The same applies to game engines, renders or OS. C or C++ are the main choices today. And they will be in the near future.
We are problem solvers.
That is the key. The issue I find with how the industry is going is that, as mentioned above, there are a ton of developers that are very experienced in some language and framework, but lack the fundamentals of the craft.
It is fine to forget about memory allocations during your day to day work (and your life tends to be brighter, to be honest) but you should know what is going on under the hood. Otherwise, you end up thinking that 20 MB for a window that says “Hello b*tch!” or an app that takes every resource of your new brand phone is perfectly fine.
Because when that happens, we end up having PCs 1000x times more powerful than a decade ago, but programs and OSs take the same time, if not more to start than before. With no essential improvements, apart from some fancy visuals that offers no better experience than that PC with a Pentium II you bought with your first salary.
So we have to Hate C…
…and C++ by default, right?
Well, there are a lot of reasons to not like each of those two. It is not difficult to find reasons online for that, explained by expert programmers. Those languages are not perfect by any means. However, hating for the sake of it, or just because they are difficult, is unreasonable.
Don’t you like them? Don’t use them. However, as I hope I explained above with some good explanations from people who know more than I do, there is a case for learning them too. At least, C. The reality is that nowadays there is a big bunch of programmers that lack many fundamentals of programming due to the overuse of huge frameworks and abstractions that make software flaky and bloated. And that is bad.
If you are working with some interpreted language or one that is high level, that is good, nothing wrong with it. However, I strongly recommend you to learn the fundamentals. To avoid becoming an expert in a framework instead of an expert in your own language and understand its internals. That will make you a better developer. And I didn’t say that, it was the Primeagean.1
So you really hate C or C++ because the syntax or over-complications for some of their stuff?
Fine, do not use them. But do what you have to do to learn the fundamentals of the craft. Tackle difficult problems that you never tried before. And even try to use languages you don’t like but you don’t know, because it will teach you the different approaches available in different languages. You will discover the strengths and weaknesses of your language of choice to a deeper level. You will learn fundamentals that apply to EVERYTHING else.

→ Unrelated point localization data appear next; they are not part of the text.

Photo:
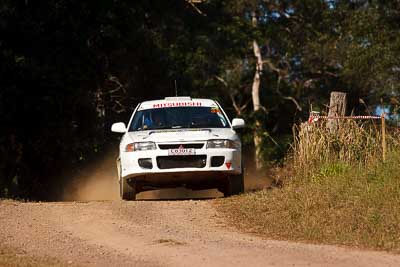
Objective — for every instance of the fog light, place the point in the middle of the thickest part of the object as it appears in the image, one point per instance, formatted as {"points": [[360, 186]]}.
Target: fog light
{"points": [[217, 161], [146, 163]]}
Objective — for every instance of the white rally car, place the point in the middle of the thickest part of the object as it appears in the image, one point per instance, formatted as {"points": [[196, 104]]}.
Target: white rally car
{"points": [[179, 141]]}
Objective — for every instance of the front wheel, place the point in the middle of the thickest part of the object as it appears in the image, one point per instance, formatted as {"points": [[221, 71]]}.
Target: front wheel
{"points": [[127, 191], [234, 185]]}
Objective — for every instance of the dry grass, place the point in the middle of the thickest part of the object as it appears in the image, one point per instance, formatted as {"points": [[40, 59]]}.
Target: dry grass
{"points": [[340, 192]]}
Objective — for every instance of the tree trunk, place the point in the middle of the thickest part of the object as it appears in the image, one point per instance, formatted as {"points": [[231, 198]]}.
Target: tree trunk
{"points": [[337, 108], [255, 93]]}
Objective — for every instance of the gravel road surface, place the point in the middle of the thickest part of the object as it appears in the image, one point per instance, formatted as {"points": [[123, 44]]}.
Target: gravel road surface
{"points": [[157, 233]]}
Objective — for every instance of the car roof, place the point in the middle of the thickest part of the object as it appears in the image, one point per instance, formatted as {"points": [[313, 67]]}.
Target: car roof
{"points": [[177, 102]]}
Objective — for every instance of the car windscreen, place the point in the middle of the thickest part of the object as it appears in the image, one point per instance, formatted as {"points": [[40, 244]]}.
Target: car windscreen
{"points": [[178, 117]]}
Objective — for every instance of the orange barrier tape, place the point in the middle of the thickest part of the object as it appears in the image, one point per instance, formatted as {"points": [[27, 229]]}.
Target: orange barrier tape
{"points": [[316, 118]]}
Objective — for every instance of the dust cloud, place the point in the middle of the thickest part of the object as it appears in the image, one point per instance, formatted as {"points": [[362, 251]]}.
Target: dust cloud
{"points": [[99, 181]]}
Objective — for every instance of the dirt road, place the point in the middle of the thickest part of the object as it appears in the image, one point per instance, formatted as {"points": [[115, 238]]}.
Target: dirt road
{"points": [[157, 233]]}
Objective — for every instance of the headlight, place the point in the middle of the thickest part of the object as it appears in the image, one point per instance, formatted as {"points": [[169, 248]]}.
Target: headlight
{"points": [[222, 143], [140, 146]]}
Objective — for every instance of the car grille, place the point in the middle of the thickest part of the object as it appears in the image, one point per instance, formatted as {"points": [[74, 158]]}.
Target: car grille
{"points": [[170, 162], [173, 146]]}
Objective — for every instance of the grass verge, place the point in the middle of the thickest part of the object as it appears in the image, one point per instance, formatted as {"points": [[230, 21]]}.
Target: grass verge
{"points": [[337, 204]]}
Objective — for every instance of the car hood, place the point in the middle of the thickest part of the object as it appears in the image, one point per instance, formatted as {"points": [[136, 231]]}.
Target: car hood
{"points": [[182, 135]]}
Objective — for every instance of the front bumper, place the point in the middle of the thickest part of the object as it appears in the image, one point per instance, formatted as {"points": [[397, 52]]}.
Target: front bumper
{"points": [[130, 167]]}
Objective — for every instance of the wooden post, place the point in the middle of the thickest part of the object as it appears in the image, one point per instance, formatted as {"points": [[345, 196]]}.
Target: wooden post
{"points": [[337, 108], [384, 145]]}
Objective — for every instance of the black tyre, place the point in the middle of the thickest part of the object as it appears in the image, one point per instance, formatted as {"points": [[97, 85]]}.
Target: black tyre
{"points": [[127, 192], [234, 185]]}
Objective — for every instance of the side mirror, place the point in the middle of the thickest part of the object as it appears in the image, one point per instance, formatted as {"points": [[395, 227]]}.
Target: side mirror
{"points": [[238, 123], [118, 127]]}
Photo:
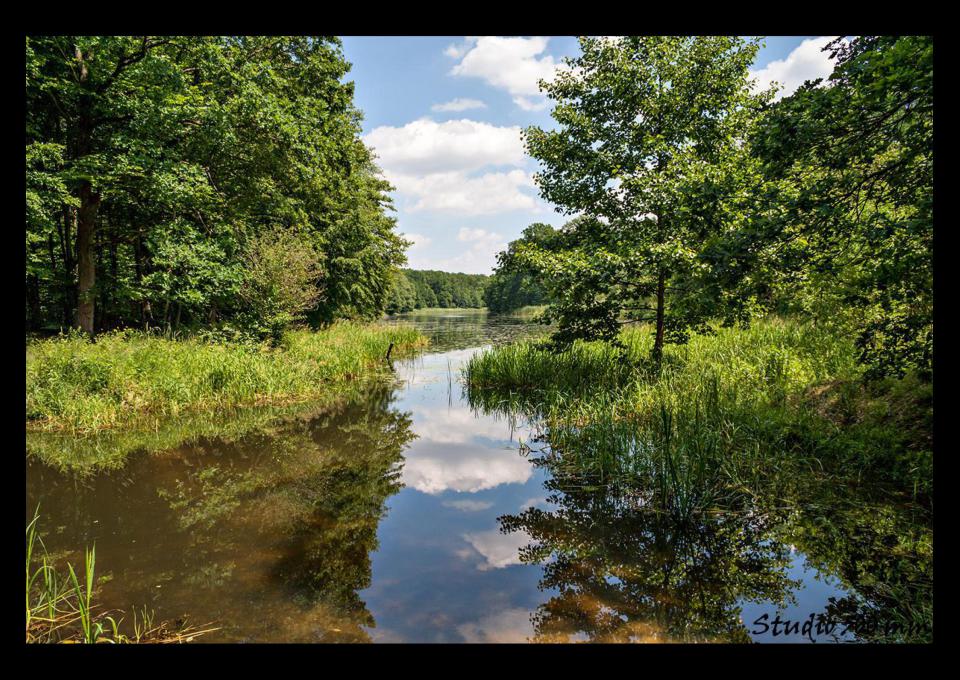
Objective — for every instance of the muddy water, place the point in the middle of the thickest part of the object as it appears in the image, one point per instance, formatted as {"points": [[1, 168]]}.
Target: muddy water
{"points": [[396, 513]]}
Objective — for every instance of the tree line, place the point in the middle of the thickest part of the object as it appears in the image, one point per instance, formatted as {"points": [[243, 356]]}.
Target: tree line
{"points": [[215, 182], [418, 289], [701, 198]]}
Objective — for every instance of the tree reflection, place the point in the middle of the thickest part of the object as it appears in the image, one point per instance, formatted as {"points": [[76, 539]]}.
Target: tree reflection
{"points": [[883, 553], [312, 492], [624, 572]]}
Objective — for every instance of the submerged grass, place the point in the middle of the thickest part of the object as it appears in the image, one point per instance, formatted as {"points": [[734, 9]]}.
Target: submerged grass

Try different things, try different tools.
Final Comment
I am not a great developer. I started with it too early without much information and eventually moved to other things. Just years (many years) later, after finishing Physics I went back to programming and I’ve been on it for 10+ years. But I keep trying difficult things, learning new stuff and improving. I may never be as amazing as some of the people I linked in this post and that gets me frustrated to some degree. But I am waaaay better than I was when I started. And that is the point.
You have to “compete” with your past self. And you have to be better than that past version of you.
And on the topic of trying tools you don’t like: I never liked Java. That opinion comes from a time that I was young and barely knew programming, and it has nothing to do with its real downsides. It is just an emotional feeling that I developed when I was learning C as a teenager and I was excited that I understood what a pointer was… and Java took pointers out.
But I am using it for learning how to develop compilers and interpreters. And it has been very interesting. I still don’t like it much, but I am learning.
And that is the main goal.
I didn’t link to the specific video because the guy is a beast and creates lots of content. But that is fine, as I recommend his channel in general, so I hope you can enjoy it.